Há quem faça por atrasar sonhos apenas para conseguir alcançar mais um degrau na escala de trabalho e ganhar mais algum dinheiro... mesmo que deteste o que faça. Conheço imensa gente que anda a rasca de dinheiro, mas adora o que faz, e ainda tem mais garra e vontade e muito menos derrotismo dos que ganham muito e se arrastam para o trabalho. Atrasam tudo numa parte do relógio, apenas para ganhar uns segundos no cronómetro...
Eu gostava de dizer para aquela menina, a B. que ela tem imenso tempo, que ela vai acertar e errar nas escolhas, dizer o que disse aos meus filhos: experimente as várias escolhas, mas que façam o favor de nunca ficarem presos à nada nem ninguém porque pensam que já não há tempo para mais nada. Há sempre tempo... e da vida só podemos levar as experiências, porque que eu saiba, caixão não tem gavetas para levar dinheiro...
Rakel.
E daquilo k te conheço acho k posso dar graças a Deus (estou a começar a candidatar-me ao excomunganço do costume) porque ainda não perdeste o idealismo. Sabes avaliar as coisas com os pés na terra, mas continuas a saber sonhar.
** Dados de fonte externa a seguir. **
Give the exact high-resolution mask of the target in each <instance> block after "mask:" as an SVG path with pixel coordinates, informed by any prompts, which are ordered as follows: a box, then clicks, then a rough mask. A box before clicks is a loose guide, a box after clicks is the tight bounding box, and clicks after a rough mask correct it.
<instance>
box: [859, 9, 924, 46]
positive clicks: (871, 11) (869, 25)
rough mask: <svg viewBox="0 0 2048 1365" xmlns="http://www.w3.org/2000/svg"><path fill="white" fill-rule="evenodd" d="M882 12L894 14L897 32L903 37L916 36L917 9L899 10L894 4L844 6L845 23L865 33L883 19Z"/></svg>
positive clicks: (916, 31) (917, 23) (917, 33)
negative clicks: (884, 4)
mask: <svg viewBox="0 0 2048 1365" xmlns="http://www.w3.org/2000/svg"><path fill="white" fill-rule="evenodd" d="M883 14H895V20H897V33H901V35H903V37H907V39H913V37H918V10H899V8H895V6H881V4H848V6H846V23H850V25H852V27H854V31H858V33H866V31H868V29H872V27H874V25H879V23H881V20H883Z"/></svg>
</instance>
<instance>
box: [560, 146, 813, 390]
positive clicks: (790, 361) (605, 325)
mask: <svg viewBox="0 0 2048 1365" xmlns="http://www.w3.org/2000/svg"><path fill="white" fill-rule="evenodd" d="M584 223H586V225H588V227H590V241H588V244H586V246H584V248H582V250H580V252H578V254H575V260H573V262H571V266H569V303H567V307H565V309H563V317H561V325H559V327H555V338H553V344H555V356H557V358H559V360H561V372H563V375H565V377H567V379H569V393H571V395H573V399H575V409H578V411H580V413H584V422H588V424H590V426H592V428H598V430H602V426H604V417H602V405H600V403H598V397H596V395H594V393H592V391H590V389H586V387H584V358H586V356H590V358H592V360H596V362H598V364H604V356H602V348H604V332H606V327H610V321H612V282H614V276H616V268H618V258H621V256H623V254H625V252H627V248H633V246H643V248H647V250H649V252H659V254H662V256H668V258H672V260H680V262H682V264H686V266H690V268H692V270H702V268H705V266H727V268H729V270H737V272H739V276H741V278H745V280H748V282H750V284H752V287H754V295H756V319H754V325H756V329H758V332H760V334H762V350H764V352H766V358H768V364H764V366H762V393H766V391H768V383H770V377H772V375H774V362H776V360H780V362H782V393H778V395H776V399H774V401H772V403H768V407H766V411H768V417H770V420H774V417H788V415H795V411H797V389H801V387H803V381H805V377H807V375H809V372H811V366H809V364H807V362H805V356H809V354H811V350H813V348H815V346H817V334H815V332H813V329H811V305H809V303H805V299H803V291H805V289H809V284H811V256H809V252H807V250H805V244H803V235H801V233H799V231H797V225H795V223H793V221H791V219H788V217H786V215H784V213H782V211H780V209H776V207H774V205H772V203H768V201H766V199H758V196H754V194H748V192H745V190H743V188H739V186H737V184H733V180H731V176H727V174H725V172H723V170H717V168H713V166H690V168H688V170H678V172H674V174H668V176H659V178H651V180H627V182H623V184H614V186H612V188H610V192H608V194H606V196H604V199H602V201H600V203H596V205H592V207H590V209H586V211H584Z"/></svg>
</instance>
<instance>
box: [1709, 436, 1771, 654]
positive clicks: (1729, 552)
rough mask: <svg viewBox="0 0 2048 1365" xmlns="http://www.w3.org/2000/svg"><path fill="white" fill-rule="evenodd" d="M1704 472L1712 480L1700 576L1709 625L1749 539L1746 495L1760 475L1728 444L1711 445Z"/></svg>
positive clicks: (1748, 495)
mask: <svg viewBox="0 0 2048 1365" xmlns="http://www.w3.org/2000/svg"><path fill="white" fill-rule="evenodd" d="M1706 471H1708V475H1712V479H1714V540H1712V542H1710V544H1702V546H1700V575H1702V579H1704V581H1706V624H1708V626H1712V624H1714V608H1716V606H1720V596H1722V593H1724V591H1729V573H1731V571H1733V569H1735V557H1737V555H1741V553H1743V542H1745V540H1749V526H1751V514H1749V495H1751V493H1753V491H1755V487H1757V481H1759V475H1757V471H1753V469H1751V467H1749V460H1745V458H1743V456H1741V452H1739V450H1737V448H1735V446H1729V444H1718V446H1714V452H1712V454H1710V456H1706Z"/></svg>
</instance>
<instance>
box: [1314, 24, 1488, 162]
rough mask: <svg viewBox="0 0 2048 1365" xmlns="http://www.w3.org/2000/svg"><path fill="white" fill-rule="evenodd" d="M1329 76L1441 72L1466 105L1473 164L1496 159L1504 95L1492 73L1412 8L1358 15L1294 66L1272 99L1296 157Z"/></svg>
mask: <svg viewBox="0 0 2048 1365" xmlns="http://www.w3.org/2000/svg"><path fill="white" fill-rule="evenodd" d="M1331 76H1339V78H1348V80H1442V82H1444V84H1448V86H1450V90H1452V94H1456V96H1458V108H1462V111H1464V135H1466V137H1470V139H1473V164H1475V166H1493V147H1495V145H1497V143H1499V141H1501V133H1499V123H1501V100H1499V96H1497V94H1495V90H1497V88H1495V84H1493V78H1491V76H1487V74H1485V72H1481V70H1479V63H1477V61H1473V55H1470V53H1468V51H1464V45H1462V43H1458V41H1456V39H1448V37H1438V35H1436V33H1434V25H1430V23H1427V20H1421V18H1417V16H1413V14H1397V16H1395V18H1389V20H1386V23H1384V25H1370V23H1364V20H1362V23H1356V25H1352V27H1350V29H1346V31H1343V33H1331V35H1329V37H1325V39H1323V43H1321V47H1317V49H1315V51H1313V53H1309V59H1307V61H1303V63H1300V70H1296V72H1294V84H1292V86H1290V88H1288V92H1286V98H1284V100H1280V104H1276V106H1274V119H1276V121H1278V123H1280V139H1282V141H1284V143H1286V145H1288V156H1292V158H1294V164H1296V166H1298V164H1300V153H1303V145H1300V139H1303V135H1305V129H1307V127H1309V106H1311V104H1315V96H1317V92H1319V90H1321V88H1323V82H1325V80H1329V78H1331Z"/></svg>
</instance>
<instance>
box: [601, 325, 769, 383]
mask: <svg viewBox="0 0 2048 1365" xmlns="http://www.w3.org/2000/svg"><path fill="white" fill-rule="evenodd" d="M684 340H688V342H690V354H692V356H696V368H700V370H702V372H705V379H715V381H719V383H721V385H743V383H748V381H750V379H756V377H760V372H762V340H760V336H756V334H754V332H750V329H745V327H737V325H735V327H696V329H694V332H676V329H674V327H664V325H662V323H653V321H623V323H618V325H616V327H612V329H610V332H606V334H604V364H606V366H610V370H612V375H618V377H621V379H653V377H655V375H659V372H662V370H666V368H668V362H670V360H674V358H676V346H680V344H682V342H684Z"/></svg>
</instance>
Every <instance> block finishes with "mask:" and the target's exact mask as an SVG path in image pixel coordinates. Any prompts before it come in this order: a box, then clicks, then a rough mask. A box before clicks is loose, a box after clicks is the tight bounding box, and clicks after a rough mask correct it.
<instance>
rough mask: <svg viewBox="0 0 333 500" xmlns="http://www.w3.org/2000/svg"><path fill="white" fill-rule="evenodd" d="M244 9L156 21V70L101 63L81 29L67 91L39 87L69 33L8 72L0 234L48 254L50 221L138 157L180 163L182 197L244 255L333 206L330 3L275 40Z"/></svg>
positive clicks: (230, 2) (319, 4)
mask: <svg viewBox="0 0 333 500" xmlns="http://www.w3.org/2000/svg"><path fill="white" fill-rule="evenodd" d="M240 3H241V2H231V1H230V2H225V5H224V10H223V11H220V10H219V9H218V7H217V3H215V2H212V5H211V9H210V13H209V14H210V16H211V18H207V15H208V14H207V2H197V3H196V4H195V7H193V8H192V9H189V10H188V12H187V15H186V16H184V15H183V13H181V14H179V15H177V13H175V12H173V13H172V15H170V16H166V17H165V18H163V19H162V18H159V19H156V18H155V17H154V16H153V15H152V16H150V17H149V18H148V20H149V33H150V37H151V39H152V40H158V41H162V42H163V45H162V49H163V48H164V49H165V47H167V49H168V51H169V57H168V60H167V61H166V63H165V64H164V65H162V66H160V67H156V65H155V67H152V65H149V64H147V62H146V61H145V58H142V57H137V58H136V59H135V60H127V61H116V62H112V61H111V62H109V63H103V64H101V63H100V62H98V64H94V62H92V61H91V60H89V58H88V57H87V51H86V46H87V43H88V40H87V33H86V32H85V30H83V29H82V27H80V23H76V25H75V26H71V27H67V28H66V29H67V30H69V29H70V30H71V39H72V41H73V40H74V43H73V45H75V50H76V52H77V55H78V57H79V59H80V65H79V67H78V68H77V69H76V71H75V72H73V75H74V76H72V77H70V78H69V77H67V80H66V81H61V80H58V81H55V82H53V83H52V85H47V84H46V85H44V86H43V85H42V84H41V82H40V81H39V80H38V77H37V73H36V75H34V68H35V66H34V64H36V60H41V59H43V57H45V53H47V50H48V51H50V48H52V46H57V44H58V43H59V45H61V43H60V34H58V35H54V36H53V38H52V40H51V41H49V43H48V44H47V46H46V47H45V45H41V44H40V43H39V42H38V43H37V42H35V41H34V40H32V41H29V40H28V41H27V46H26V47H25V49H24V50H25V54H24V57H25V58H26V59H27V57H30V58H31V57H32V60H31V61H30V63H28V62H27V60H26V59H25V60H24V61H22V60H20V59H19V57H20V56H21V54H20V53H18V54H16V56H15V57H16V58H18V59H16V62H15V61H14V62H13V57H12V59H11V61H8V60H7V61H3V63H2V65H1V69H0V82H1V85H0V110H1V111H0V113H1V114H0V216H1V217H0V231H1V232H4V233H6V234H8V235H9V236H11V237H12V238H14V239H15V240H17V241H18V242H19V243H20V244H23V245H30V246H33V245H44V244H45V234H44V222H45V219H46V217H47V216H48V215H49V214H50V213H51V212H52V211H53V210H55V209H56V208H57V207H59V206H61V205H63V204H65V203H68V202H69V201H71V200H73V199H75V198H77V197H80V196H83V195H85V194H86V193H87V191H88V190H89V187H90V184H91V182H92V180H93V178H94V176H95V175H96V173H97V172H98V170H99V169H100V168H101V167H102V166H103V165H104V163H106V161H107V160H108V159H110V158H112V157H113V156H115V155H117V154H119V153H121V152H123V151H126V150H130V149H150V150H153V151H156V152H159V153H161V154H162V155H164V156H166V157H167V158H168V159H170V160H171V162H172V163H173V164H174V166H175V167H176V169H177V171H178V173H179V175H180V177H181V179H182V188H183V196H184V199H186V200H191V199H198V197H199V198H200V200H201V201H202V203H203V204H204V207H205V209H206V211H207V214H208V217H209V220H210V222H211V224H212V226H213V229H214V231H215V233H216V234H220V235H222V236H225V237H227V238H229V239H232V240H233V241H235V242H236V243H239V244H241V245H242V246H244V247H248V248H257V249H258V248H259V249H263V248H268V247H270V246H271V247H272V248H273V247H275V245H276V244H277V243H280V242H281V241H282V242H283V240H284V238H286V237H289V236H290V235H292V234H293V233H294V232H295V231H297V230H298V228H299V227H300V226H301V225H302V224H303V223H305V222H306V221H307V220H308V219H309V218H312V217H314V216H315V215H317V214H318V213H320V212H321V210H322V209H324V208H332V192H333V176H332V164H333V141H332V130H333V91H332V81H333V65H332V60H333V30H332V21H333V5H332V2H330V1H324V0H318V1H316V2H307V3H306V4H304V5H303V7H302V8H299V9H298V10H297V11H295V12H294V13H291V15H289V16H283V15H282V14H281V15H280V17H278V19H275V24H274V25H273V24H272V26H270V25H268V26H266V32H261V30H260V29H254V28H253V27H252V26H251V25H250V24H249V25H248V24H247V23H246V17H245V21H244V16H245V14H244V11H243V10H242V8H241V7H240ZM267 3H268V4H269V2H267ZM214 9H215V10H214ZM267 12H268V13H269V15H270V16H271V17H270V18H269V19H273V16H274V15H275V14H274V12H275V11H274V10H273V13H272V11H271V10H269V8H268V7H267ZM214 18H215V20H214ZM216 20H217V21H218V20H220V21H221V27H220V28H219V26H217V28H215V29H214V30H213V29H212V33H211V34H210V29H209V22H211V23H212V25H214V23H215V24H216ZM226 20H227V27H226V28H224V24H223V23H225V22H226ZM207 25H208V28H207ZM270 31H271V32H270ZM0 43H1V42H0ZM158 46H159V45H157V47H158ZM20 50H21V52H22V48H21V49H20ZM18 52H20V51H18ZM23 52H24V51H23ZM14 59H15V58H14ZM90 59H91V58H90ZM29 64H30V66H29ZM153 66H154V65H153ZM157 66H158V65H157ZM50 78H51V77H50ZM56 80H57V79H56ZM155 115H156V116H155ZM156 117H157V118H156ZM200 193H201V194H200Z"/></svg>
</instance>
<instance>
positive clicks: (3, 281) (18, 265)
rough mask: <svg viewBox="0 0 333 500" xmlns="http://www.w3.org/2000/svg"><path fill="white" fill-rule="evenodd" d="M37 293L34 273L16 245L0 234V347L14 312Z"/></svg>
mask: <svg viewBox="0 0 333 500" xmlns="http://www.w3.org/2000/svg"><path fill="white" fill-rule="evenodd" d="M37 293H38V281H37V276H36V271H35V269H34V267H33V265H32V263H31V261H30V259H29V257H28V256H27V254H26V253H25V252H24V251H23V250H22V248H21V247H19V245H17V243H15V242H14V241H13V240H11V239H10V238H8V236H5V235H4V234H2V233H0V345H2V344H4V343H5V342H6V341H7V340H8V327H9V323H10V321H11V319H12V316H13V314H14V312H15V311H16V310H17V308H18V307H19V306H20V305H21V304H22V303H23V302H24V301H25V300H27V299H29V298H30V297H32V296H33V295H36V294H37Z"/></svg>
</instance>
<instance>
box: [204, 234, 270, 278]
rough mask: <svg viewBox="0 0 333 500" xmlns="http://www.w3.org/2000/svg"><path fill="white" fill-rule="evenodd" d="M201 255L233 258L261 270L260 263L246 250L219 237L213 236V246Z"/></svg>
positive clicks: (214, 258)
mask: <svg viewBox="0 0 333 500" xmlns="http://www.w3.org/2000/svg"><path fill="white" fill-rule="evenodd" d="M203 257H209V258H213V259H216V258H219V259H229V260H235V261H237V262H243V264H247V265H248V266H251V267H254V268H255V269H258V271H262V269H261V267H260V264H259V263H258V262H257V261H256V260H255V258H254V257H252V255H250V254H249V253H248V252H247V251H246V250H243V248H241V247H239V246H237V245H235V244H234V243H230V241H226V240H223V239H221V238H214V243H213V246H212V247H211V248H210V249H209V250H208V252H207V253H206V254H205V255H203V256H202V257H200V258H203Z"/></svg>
ResponderEliminar(e agora é k eu vou formalizar a minha candidatura à excomunhão perpétua)
Ainda há muito daquela menina k trabalhava numa associação católica (não me lembro qual) e era a representante das outras intervenientes. Sim, porque esta menina (agora gostaste) k tem uma mistura de ideologias extremamente interessante, nunca foi católica, mas colaborou com eles.
E eu acho isso muito de louvar, e k tento sempre colocar em práctica:
FAZER O BEM SEM OLHAR A QUEM!!!
Han! Então fui excomungada ou fiz vir uma lagrimita no olho?
Jinho
Nem uma coisa nem outra... afinal, não tenho aptidões para excomungar ninguém. Mas fiquei com um sorriso, porque afinal o grande lance da vida é esse mesmo: fazer as coisas certas, sem medir ou justificar o motivo. É o correcto, portanto é pra fazer!
ResponderEliminarSabes lá a trabalheira que me dá ser idealista e ter os pés bem fincados no chão...mas foram tantas a traulitadas da vida... que um dia a gente aprende!